I was wondering if anything is known about this problem. Fix $0\leq m\leq k$. We are given a graded poset and we fix an element $x$ of rank $k$. Is it possible to estimate the number of elements $y$ of rank $k$ such that $x\wedge y$ has rank $m$? (I suppose the poset must be a meet-semilattice for this to be well-defined.)

I have kept the formulation general, but I'd be happy to hear any results with extra hypotheses on the poset. In fact, my use case is a lattice of certain subsets of a finite ground set. I think another formulation would be in terms of shadows in a set system. Is there a bound on the cardinality of the $(k-m)$th upper shadow of the $(k-m)$th lower shadow of a singleton in $X^{(k)}$? I apologise in advance if this question turns out to be trivial.
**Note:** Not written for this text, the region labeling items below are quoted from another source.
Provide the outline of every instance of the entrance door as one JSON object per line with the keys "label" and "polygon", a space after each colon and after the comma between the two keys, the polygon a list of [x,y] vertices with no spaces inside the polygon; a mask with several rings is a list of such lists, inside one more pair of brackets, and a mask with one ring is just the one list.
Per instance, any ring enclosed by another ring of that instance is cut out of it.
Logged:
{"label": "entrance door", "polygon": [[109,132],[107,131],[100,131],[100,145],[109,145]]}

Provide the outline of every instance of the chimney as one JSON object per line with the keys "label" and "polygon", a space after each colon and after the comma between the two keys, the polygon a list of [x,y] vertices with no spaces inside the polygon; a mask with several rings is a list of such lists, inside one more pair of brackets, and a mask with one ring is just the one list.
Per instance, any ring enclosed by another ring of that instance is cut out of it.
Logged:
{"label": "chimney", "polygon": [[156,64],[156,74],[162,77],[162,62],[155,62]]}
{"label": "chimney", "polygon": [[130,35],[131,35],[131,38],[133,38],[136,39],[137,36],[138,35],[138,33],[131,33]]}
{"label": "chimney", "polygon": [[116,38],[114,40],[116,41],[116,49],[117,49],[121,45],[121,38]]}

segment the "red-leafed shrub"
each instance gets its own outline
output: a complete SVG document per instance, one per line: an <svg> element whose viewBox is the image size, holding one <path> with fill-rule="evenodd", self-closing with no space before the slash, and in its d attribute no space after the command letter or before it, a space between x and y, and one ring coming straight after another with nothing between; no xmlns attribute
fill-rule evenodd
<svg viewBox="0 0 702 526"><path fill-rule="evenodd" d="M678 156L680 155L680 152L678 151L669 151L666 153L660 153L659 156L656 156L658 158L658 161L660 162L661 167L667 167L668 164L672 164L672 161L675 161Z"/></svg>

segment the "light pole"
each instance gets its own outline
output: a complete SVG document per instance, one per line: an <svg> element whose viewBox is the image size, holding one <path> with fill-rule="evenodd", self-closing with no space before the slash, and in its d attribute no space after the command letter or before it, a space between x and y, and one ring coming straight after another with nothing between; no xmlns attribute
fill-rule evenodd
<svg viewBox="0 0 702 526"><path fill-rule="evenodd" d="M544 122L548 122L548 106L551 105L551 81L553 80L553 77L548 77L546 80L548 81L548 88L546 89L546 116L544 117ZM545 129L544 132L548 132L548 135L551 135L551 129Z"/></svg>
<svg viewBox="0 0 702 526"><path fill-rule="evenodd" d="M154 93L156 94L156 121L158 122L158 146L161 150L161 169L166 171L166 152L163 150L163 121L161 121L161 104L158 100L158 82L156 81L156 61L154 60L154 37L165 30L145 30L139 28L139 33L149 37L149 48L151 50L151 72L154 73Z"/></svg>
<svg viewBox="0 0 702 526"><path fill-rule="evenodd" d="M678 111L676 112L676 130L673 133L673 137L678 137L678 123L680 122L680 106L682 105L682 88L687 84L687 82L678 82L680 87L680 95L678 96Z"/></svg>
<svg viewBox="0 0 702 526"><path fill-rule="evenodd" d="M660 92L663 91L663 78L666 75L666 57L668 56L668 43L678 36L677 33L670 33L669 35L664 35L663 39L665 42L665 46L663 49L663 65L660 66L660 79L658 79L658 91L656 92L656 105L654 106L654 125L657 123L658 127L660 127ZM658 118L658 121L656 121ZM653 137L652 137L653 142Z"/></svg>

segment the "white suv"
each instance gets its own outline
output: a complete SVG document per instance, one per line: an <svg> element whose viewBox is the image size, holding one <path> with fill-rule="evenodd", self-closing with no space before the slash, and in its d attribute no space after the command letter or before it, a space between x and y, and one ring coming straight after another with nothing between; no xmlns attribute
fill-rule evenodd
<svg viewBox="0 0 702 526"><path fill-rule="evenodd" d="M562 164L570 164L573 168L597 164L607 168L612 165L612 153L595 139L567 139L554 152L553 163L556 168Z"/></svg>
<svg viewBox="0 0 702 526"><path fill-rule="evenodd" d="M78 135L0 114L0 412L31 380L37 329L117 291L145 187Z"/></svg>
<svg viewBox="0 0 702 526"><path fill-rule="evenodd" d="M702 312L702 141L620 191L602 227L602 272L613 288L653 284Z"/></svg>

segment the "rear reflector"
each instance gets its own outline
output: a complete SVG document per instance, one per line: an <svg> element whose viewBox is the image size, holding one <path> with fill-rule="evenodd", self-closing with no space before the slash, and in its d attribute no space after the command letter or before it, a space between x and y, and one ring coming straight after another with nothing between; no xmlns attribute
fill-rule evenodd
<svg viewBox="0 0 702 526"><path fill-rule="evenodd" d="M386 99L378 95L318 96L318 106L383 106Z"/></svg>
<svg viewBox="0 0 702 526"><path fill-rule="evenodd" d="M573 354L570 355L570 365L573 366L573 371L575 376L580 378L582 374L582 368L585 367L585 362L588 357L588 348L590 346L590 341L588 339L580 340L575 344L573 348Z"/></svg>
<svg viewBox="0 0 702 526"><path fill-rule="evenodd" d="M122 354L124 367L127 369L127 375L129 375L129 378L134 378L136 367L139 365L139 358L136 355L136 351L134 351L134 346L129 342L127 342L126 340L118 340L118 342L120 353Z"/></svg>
Edit. Based on the answer below, it seems there isn't something one can really say in general, so I'll just post my motivating example. Consider the poset of all subsets of $\{1,2,\ldots,n\}$ that are a (nonempty) arithmetic progression and fix a progression $P$ of length $k$. How many progressions of length $k$ have $m$ elements in common with $P$, for $0\leq m\leq k$?

I'd also be interested in any references that deal with any interesting properties of this poset. For example, the size of this poset seems to be $$1+n+\sum_{m=1}^n\sum_{k=1}^m \bigg\lfloor{m\over k}\bigg\rfloor,$$ according to the OEIS.